When You Produce From Scratch, You Know What’s in the Product

The idea is simple. While many food service companies regularly purchase just about everything to avoid paying for skilled labor, we try to make as much as possible from scratch. (How skilled we are is certainly up for discussion!)

Just like kids, adults just need to eat well, whether they like it or not. To get them to do that we employ a term called “stealth health”. Without revealing all my secrets, I can say that there is a fluidity in the recipes we use. 2 tablespoons of salt become 1, three cups of sugar becomes 1 cup plus some organic honey. Milk chocolate becomes dark chocolate, 4 oz. chicken thighs become trimmed breast, and ground beef becomes ground white meat turkey. Whole eggs becomes half egg /half egg white. There is always an opportunity to improvise and make food more nutritious. If we can’t stop you from mac and cheese, we can use whole-wheat pasta, skim milk, and fresh vegetables. We want to sneak in some nutrition to foods that are basically empty calories because we know they will be purchased, then so be it, we do.

Vegetables

We also operate on the premise that everyone deserves a chance to eat well. While there still remains a large group of associates that employ the “vegetables- no thank you attitude”, our staff is focused on looking beyond that attitude with the thought that just like children, when opening up their eyes to the opportunity, they can be taught. There is no giving up. We will offer those that understand nutrition their bounty, while at times leaving less time to prepare food that might fuel gluttony. For that there is no apology.

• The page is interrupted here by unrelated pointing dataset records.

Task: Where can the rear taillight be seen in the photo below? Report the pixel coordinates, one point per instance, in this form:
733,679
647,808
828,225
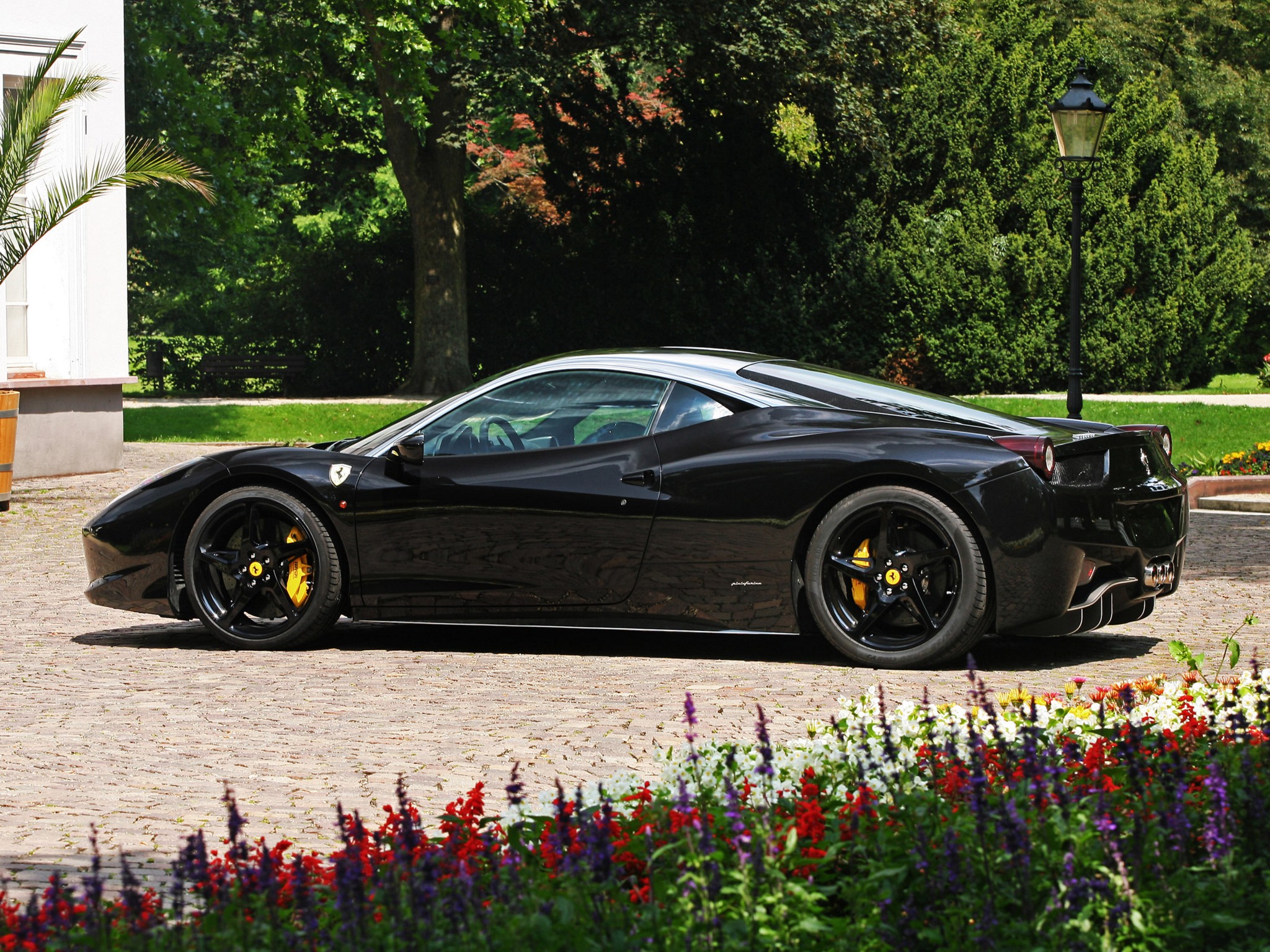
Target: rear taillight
1162,434
1038,451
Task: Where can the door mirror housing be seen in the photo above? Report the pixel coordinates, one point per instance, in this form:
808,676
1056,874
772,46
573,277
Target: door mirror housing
411,450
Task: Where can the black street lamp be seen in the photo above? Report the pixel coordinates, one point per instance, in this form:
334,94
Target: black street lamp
1078,120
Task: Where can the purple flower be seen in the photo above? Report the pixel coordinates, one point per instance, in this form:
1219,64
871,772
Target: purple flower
690,716
683,803
515,788
765,746
130,895
350,885
563,842
598,842
235,819
1219,837
303,899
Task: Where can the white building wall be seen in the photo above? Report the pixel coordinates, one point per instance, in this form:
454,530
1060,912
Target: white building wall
76,277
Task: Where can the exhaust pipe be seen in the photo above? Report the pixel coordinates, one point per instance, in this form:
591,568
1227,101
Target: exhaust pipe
1158,574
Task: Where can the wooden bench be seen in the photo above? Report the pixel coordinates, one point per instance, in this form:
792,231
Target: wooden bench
216,367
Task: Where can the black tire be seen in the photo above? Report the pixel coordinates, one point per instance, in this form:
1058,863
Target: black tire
233,562
921,596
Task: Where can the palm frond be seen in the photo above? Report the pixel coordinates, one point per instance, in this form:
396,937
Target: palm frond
140,164
30,117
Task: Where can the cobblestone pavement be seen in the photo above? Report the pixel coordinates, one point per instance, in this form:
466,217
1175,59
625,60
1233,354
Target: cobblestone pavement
134,723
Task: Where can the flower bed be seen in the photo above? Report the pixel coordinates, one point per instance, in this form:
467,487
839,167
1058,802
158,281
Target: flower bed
1242,462
1119,816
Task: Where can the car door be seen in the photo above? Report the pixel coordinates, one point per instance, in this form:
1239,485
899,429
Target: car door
539,493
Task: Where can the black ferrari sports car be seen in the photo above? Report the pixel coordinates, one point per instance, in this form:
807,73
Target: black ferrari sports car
668,489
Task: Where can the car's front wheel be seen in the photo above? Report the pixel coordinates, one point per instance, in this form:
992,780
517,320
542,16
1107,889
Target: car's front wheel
262,570
895,579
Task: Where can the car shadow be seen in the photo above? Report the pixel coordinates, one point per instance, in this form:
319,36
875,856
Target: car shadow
991,654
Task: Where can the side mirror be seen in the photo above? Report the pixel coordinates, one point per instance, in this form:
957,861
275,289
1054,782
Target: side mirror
411,450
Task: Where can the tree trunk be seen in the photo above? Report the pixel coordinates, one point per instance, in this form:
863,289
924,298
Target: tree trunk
430,169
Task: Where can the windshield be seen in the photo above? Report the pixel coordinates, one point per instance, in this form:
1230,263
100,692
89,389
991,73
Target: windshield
850,391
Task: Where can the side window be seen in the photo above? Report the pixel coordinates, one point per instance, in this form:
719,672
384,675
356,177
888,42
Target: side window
563,409
687,407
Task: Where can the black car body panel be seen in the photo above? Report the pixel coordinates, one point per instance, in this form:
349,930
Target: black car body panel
701,527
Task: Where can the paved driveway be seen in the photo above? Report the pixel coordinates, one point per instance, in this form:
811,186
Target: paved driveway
134,723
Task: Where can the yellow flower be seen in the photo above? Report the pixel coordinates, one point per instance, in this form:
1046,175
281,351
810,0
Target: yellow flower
1018,696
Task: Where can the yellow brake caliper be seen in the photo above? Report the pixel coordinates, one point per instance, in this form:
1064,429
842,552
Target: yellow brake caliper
300,571
859,591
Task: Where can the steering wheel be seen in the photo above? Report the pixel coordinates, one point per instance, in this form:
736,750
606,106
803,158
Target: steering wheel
512,436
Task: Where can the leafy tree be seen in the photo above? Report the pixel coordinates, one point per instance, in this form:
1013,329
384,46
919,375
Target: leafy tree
30,117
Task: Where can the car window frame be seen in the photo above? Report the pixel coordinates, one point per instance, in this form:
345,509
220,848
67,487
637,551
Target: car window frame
451,407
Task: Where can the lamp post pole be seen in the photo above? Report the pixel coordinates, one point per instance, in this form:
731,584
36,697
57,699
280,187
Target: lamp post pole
1075,402
1078,120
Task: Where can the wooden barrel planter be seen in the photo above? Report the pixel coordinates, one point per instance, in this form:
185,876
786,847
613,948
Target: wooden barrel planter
8,437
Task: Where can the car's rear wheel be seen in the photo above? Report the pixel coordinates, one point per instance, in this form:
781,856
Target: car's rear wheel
262,570
895,579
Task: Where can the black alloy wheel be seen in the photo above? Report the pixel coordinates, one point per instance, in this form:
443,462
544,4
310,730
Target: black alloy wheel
262,570
895,579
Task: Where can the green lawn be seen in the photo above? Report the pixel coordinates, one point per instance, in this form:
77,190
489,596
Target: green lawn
234,423
1197,428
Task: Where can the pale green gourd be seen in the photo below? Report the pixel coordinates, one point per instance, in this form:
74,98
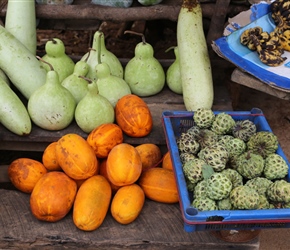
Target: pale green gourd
4,77
111,87
29,75
52,106
195,65
106,56
56,56
13,113
173,77
93,110
144,73
75,83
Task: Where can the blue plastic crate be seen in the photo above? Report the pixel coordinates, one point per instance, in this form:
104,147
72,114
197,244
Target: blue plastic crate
176,122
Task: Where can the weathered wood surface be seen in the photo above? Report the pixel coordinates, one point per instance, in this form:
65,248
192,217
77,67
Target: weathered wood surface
165,100
83,9
245,79
159,226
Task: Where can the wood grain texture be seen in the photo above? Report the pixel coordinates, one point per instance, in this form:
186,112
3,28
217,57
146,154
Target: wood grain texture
159,226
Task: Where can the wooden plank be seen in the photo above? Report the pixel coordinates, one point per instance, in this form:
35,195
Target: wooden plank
159,226
245,79
83,9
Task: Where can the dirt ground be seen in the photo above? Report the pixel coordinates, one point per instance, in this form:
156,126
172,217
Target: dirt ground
162,36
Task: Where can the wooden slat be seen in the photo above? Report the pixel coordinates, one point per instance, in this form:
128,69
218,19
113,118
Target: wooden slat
250,81
83,9
159,226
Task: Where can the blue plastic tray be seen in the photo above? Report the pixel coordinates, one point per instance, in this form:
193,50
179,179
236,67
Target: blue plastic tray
176,122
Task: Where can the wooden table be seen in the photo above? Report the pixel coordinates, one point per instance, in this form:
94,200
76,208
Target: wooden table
240,77
159,226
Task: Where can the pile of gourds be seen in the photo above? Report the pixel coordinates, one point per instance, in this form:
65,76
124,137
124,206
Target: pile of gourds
58,90
88,178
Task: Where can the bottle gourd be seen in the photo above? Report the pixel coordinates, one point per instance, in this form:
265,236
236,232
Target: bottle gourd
195,67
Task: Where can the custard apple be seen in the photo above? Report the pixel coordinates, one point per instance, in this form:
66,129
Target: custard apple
204,204
189,185
223,124
250,165
200,189
263,202
187,144
218,186
206,137
263,143
194,130
244,129
279,191
236,147
275,167
192,170
203,117
224,139
260,184
184,157
224,204
215,155
244,197
234,176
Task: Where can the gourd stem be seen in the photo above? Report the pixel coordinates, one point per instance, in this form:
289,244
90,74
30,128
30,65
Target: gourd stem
136,33
88,54
86,78
99,49
50,66
170,48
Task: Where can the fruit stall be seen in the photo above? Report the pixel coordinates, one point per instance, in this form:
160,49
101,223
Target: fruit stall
130,188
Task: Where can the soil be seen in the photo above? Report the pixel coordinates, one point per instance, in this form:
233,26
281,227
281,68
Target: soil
161,36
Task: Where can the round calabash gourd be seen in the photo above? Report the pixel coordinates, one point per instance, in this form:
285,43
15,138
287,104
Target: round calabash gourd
49,159
150,155
92,203
76,157
127,203
167,162
159,185
104,137
57,57
133,116
24,173
93,110
103,172
124,165
51,106
53,196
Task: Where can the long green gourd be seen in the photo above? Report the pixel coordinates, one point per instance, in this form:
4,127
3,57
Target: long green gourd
13,114
20,21
19,64
195,67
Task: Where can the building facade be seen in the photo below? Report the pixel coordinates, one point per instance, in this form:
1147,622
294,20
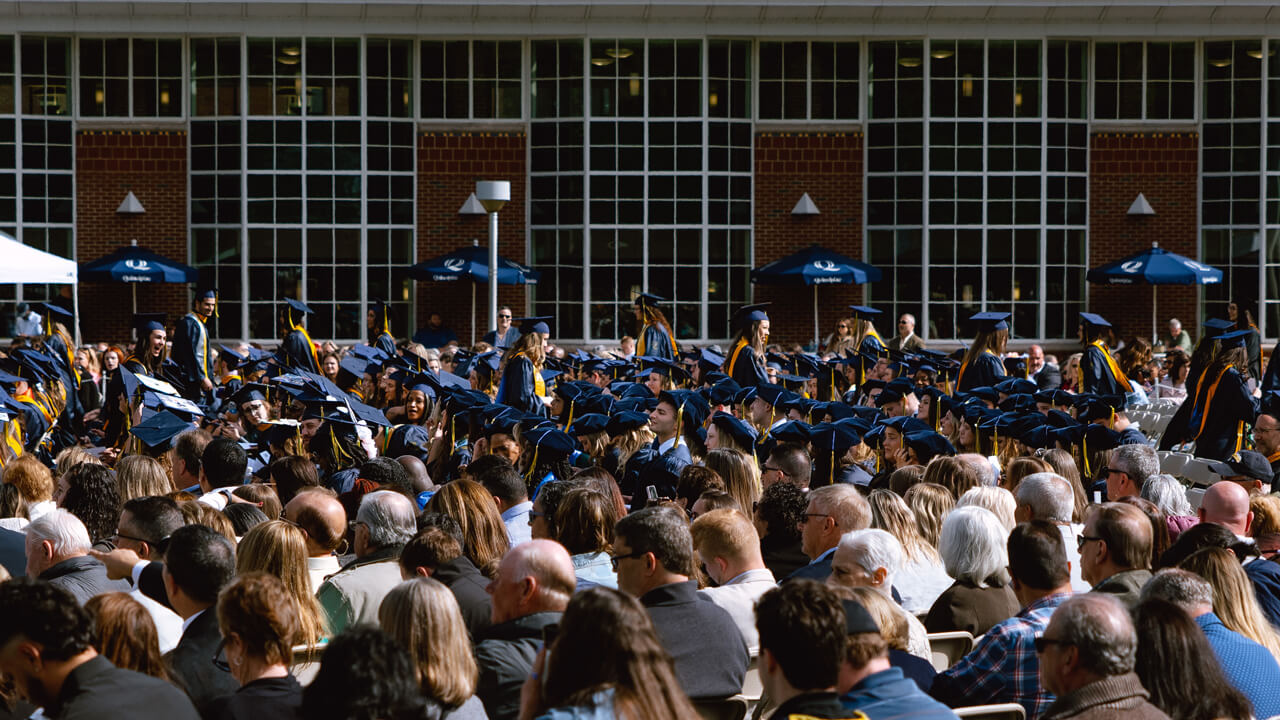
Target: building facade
983,156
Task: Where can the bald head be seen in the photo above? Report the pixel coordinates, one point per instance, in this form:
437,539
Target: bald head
319,514
1228,505
417,474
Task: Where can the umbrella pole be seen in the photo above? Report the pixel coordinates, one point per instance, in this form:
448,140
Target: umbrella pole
816,331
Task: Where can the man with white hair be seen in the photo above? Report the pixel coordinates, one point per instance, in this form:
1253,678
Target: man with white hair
384,523
58,551
1047,496
872,557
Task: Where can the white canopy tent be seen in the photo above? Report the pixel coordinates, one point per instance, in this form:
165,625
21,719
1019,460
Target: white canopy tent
24,264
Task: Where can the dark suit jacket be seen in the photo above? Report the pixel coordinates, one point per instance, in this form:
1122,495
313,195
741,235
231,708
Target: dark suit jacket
13,552
819,570
100,691
467,586
709,652
192,661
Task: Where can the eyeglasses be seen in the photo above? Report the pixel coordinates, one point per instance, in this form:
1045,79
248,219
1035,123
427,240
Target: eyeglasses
1082,540
616,559
220,657
1042,643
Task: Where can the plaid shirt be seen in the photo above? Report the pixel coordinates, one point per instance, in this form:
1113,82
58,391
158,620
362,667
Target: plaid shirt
1004,666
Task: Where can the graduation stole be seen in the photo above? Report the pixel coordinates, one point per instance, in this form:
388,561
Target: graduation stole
1112,367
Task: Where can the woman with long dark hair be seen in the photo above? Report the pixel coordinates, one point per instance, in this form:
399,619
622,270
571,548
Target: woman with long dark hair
982,365
606,656
522,386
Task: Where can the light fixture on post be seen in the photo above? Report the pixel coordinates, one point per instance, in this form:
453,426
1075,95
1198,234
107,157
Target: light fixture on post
131,205
493,195
805,206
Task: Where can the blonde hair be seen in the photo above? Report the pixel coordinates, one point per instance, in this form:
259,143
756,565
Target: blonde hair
1234,601
931,504
279,548
890,513
424,616
740,473
138,475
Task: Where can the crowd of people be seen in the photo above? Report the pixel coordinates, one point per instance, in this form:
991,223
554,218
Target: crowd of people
513,529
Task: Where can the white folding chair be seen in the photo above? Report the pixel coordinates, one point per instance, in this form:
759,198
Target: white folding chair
949,647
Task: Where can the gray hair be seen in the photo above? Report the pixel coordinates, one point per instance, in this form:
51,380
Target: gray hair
1101,630
1168,495
389,516
1184,589
995,499
973,545
63,531
1138,460
1048,495
874,548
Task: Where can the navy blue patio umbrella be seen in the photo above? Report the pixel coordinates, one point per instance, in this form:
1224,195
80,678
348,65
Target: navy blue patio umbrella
816,265
472,261
1155,267
132,264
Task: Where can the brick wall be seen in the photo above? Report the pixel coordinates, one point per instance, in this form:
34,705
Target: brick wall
830,168
1164,167
109,164
448,167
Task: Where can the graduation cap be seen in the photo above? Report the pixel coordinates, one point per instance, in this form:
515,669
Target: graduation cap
535,324
159,431
55,311
1093,320
146,323
648,300
743,433
928,445
865,313
748,314
1234,338
990,322
589,424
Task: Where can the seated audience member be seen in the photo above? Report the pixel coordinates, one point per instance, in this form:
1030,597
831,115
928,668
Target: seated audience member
259,621
124,634
1178,668
922,578
584,525
653,552
534,584
323,520
869,683
1128,470
973,551
1228,505
801,627
199,564
1246,664
604,661
384,523
438,555
58,550
728,550
50,660
832,511
872,557
511,496
424,618
364,674
1004,666
1087,656
1048,496
777,520
1115,550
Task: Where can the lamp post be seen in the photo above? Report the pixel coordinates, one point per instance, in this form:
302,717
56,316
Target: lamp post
493,195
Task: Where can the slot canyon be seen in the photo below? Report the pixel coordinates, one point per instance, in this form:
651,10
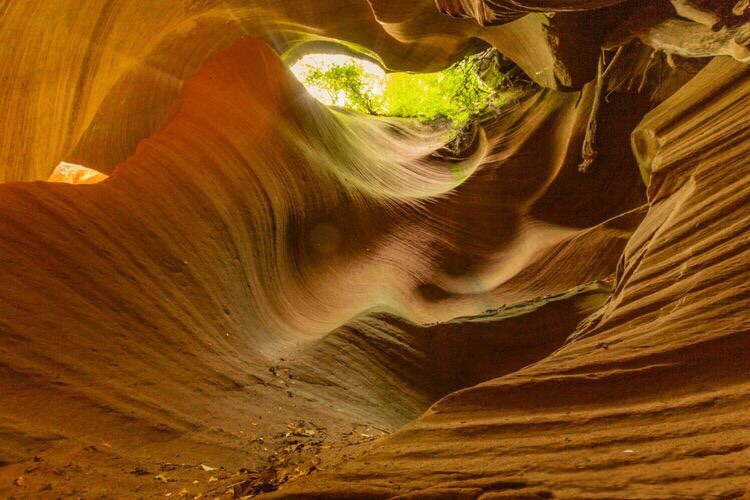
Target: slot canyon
212,285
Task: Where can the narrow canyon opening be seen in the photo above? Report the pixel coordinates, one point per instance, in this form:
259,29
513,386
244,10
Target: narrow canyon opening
375,249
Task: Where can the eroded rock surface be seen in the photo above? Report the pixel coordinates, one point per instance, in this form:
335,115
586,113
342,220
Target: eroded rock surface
316,303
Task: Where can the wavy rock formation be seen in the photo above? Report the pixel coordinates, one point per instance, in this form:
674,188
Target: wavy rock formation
250,280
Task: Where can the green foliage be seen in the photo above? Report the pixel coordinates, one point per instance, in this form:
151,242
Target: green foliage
457,93
347,80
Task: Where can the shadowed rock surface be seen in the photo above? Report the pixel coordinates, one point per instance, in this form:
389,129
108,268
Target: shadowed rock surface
262,295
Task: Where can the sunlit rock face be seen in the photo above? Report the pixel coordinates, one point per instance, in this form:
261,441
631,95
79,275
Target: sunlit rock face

Guiding is a great term. Not mandating, not condescending, not judging. Guiding; helping, offering, educating; such a wonderful concept and absolutely one of the best employee/consumer perks anyone could ask for. For me (us) to be here representing Eurest is a privilege. Our café here, in my opinion, is in its infancy in its coordination with Guiding Stars, but the relationship is exciting and meaningful. Nowhere to go but onward and upward; shoot for the Stars!

Thomas Sheehan is an Executive Chef for Eurest and Manager of the Hannaford Cafe. Tommy graduated from University of New Hampshire and got his culinary training from the Culinary Institute of America (CIA). He has held executive chef positions throughout New England since 1986. Before coming to the Hannaford Cafe he was the corporate chef at LL Bean, and St Joseph’s College. When he’s not in the kitchen, Tommy can be found hunting, fishing, or rooting for the Boston Red Sox.